2022年12月13日火曜日

運動そのものが意欲を育てる

 昨夜、また夜中に覚醒してしまい、しばらく雑念の空回りで眠れなかった。そのため、起きたのが七時過ぎてしまった。そこで、改めて『運動脳』(アンデシュ・ハンセン著、御舩由美子訳、サンマーク出版、2022年)に書かれていたことを思い出し、継続的な運動の必要性を痛感している。読書メモの中で気に入ったのが、「運動は、副作用が一切ない薬だ。少しだけ気持ちが滅入っている人でも、深い苦悩抱えている人でも、たいていは運動をすれば晴れやかな気分になれる」(p169)というところだ。
 図書館の内容紹介によると、「脳は頭を働かせようとするより、身体を動かすことでこそ威力を発揮する器官。『歩く・走る』で、学力、集中力、記憶力、意欲、創造性、すべてがアップする」という。さらに魅力なのが、無理さえしなければ、体力も向上するらしいということだ。次の体験記に教えられてことである。うつ病の患者さんに運動を処方した結果の記録である。

 彼女の状態では週にランニングを3回というのは無理があったため、まずは定期的なウォーキングから開始した。最初の数日は10分ほどしか歩けなかったが徐々に歩く時間を長くして、ペースも上げていった。そして3週間後に再び病院にやって来たとき、まだ疲労感は抜けきっていなかったものの、1回につき15分のスロージョギングができるまでに体力は回復していた。
 数週間と続けるうちに、彼女は少しずつ運動の強度を上げていった。

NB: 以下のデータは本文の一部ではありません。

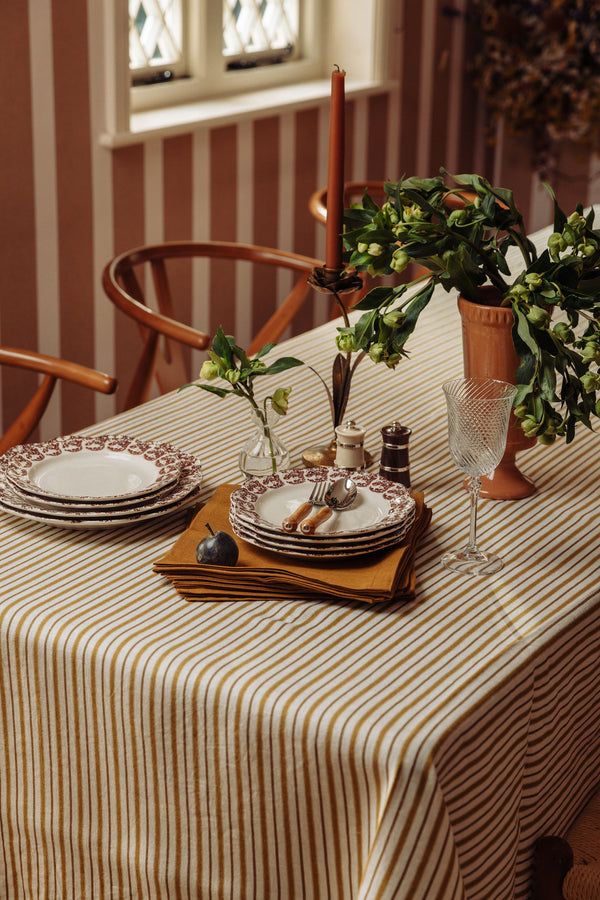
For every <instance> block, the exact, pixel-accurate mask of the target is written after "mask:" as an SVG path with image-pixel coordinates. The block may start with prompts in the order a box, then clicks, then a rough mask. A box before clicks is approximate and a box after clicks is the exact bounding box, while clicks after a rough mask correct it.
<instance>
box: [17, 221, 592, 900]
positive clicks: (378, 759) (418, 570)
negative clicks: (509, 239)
mask: <svg viewBox="0 0 600 900" xmlns="http://www.w3.org/2000/svg"><path fill="white" fill-rule="evenodd" d="M538 237H539V239H540V240H541V239H542V237H543V236H538ZM334 333H335V323H329V324H327V325H324V326H321V327H319V328H317V329H315V330H314V331H312V332H310V333H307V334H305V335H302V336H300V337H298V338H294V339H293V340H291V341H290V342H288V343H286V345H285V346H284V347H281V348H280V349H281V351H282V352H285V353H286V354H290V355H296V356H298V357H300V358H301V359H303V360H304V361H305V362H307V363H309V364H310V365H312V366H314V367H315V368H316V369H317V370H318V371H319V372H320V373H321V374H322V375H323V377H325V378H326V379H327V378H329V374H330V371H331V363H332V360H333V356H334V354H335V348H334V341H333V335H334ZM461 371H462V355H461V339H460V322H459V318H458V312H457V309H456V299H455V297H453V296H452V295H447V294H444V293H436V294H435V295H434V298H433V300H432V302H431V304H430V306H429V308H428V309H427V310H426V312H425V313H424V315H423V317H422V321H421V322H420V324H419V327H418V329H417V332H416V333H415V335H414V336H413V338H412V339H411V342H410V358H409V359H407V360H405V361H403V362H402V363H401V364H400V365H399V366H398V368H397V369H396V370H395V371H394V372H391V371H389V370H387V369H386V370H382V369H381V368H380V367H376V366H374V365H373V364H371V363H370V362H369V361H368V360H366V361H363V362H362V363H361V364H360V366H359V367H358V369H357V371H356V375H355V379H354V384H353V387H352V392H351V398H350V404H349V407H348V414H349V415H351V416H352V417H353V418H354V419H356V421H357V422H359V423H360V424H361V425H362V426H363V427H364V428H365V429H366V432H367V437H366V446H367V448H368V449H369V450H370V451H371V452H372V454H373V457H374V467H375V468H376V467H377V465H378V461H379V452H380V447H381V439H380V429H381V428H382V427H383V426H385V425H389V424H390V423H391V422H392V421H393V420H394V419H399V420H401V421H402V422H403V423H405V424H407V425H409V426H410V427H411V428H412V431H413V433H412V436H411V442H410V459H411V473H412V479H413V486H414V488H415V489H416V490H422V491H424V493H425V499H426V502H427V504H428V506H430V507H431V509H432V511H433V520H432V523H431V526H430V528H429V530H428V532H427V533H426V534H425V535H424V537H423V538H422V540H421V542H420V546H419V548H418V552H417V559H416V575H417V591H416V597H415V599H414V600H413V601H411V602H402V603H394V602H391V603H383V604H379V605H374V606H368V605H366V604H362V603H360V602H358V601H356V600H354V599H353V598H352V596H348V597H347V598H345V599H341V600H337V601H331V602H325V601H323V600H319V599H317V598H315V597H313V596H311V595H310V594H306V595H303V594H301V593H298V596H297V597H296V598H295V599H291V598H287V599H285V600H284V599H278V598H277V596H270V597H269V598H268V599H264V600H252V599H247V598H245V599H240V600H239V601H236V600H235V599H223V598H221V599H219V600H218V601H216V602H196V603H193V602H186V601H185V600H183V599H182V598H181V597H180V596H179V595H178V594H177V593H176V591H175V590H174V588H173V587H172V585H171V583H170V582H169V581H168V580H167V579H166V578H163V577H161V576H159V575H157V574H155V573H154V572H153V561H154V560H156V559H158V558H160V557H161V556H162V555H164V554H165V553H166V552H167V550H168V549H169V548H170V547H171V546H172V544H173V543H174V542H175V540H176V539H177V537H178V536H179V535H180V533H181V532H182V530H183V529H184V528H185V522H186V514H185V513H179V514H176V515H174V516H171V517H165V518H158V519H154V520H150V521H147V522H144V523H141V524H139V525H137V526H135V527H125V528H118V529H113V530H106V531H103V530H99V531H89V532H88V531H63V530H60V529H56V528H52V527H48V526H45V525H39V524H37V523H34V522H30V521H27V520H25V519H19V518H17V517H14V516H12V515H9V514H8V513H5V512H2V513H0V554H1V568H0V665H1V679H0V736H1V740H0V817H1V818H0V827H1V832H2V854H1V856H0V896H2V897H3V898H4V897H5V898H8V900H38V898H45V900H59V898H60V900H64V898H65V897H68V898H85V900H107V898H119V900H120V898H140V900H142V898H143V900H147V898H151V900H155V898H156V900H199V898H201V900H273V898H278V900H279V898H281V900H490V898H492V897H493V898H494V900H514V898H517V900H521V898H523V900H524V898H526V897H527V893H528V886H529V867H530V860H531V850H532V846H533V843H534V841H535V839H536V838H537V837H538V836H540V835H541V834H543V833H545V832H548V831H553V832H556V833H560V832H561V831H563V830H564V829H565V828H566V826H567V825H568V824H569V822H570V820H571V819H572V818H573V817H574V815H575V814H576V812H577V810H578V808H579V807H580V806H581V805H582V803H583V802H584V801H585V799H586V798H587V796H588V795H589V794H590V792H591V791H592V789H593V788H594V787H595V785H596V782H597V779H598V775H597V772H598V767H599V765H600V745H599V744H598V741H597V735H598V733H599V730H600V696H599V675H598V673H599V672H600V665H599V662H600V566H598V559H599V558H600V529H599V528H598V524H599V515H600V514H599V511H598V500H597V488H596V485H597V465H598V444H597V435H596V434H594V433H591V432H587V431H586V430H585V429H582V432H581V433H579V434H578V435H577V437H576V439H575V442H574V443H573V444H572V445H571V446H569V447H565V446H561V445H555V446H553V447H550V448H543V447H534V448H532V449H531V450H528V451H526V452H523V453H522V454H520V456H519V463H520V466H521V468H522V469H523V470H524V471H525V472H526V473H527V474H528V475H529V476H530V477H531V478H533V480H534V481H535V482H536V484H537V486H538V492H537V493H536V494H535V495H534V496H532V497H530V498H528V499H526V500H523V501H518V502H494V501H482V502H481V505H480V516H479V530H480V538H481V543H482V545H483V546H489V547H490V548H492V547H493V549H495V550H496V551H498V552H499V553H501V555H503V557H504V559H505V568H504V569H503V570H502V571H501V572H500V573H498V575H496V576H494V577H492V578H490V579H487V580H486V579H470V578H465V577H461V576H458V575H454V574H451V573H450V572H447V571H445V570H443V569H442V568H441V567H440V564H439V558H440V556H441V553H442V552H443V550H444V549H446V548H448V547H451V546H454V545H456V544H460V543H463V542H464V541H465V539H466V535H467V513H468V509H467V505H468V504H467V495H466V493H465V491H464V489H463V487H462V475H461V473H460V472H459V471H458V470H457V469H456V468H455V467H454V466H453V464H452V462H451V460H450V456H449V452H448V450H447V432H446V418H445V407H444V400H443V395H442V391H441V384H442V382H443V381H445V380H446V379H448V378H451V377H454V376H457V375H459V374H461ZM284 382H285V383H286V384H290V385H291V386H292V393H291V395H290V411H289V414H288V416H287V417H286V418H285V419H283V420H282V422H281V424H280V428H279V433H280V435H281V438H282V440H283V441H284V443H286V445H287V446H288V448H289V449H290V451H291V454H292V458H293V460H294V462H295V463H296V464H297V463H298V462H299V460H300V458H301V454H302V451H303V450H304V449H306V448H307V447H310V446H311V445H313V444H316V443H322V442H324V441H326V440H329V438H330V437H331V433H330V432H331V425H330V418H329V408H328V403H327V397H326V394H325V391H324V389H323V387H322V385H321V383H320V381H319V379H318V378H317V377H316V376H315V374H314V373H313V372H312V371H311V370H310V369H309V368H308V367H302V368H299V369H296V370H293V372H291V373H288V374H287V376H284V378H283V379H281V380H280V383H284ZM249 427H250V421H249V414H248V410H247V409H245V408H244V404H243V403H241V402H238V400H237V399H234V398H229V399H227V400H225V401H222V400H219V399H218V398H213V397H210V396H209V395H207V394H205V393H204V392H201V391H198V390H196V389H194V388H187V389H186V390H183V391H180V392H177V393H175V394H171V395H168V396H165V397H161V398H158V399H155V400H152V401H151V402H150V403H148V404H146V405H144V406H142V407H139V408H138V409H136V410H133V411H131V412H129V413H127V414H123V415H120V416H116V417H114V418H113V419H110V420H108V421H105V422H102V423H99V424H98V425H96V426H94V428H91V429H88V432H89V433H107V432H119V433H124V434H130V435H132V436H135V437H139V438H145V439H150V440H158V441H169V442H171V443H173V444H174V445H176V446H177V447H180V448H181V449H183V450H186V451H188V452H192V453H196V454H197V455H198V457H199V459H200V460H201V462H202V469H203V482H202V499H204V500H207V499H208V498H209V497H210V496H211V495H212V493H213V492H214V490H215V489H216V487H217V486H218V485H219V484H222V483H224V482H236V481H239V480H240V474H239V471H238V469H237V451H238V448H239V445H240V444H241V442H242V441H243V439H244V438H245V436H246V433H247V431H248V430H249ZM281 562H282V565H283V564H284V558H283V557H282V559H281ZM225 596H226V595H225Z"/></svg>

初めて救急外来を訪れてから4か月が過ぎるころには週に3回走れるようにいなり、ときには1時間近く走ることもできた。
 体調の変化には目を見張るものがあった。全般的に健康になり、夜もぐっすり眠れるようになっていた。また、短期記憶や集中力も改善した。職場でも家庭でも些細なことで不安を覚えなくなり、ストレスも減っていた。(p167)
 運動の成果で「全般的に健康になり、夜もぐっすり眠れるようになっていた」というのが何よりの励みであった。「運動が身体にいいことは知っていても、その効果がどの程度のものであるかや、運動そのものが意欲を育てることを知っている人はほとんどいない」(p169)素晴らしい、あとは自ら実践あるのみである。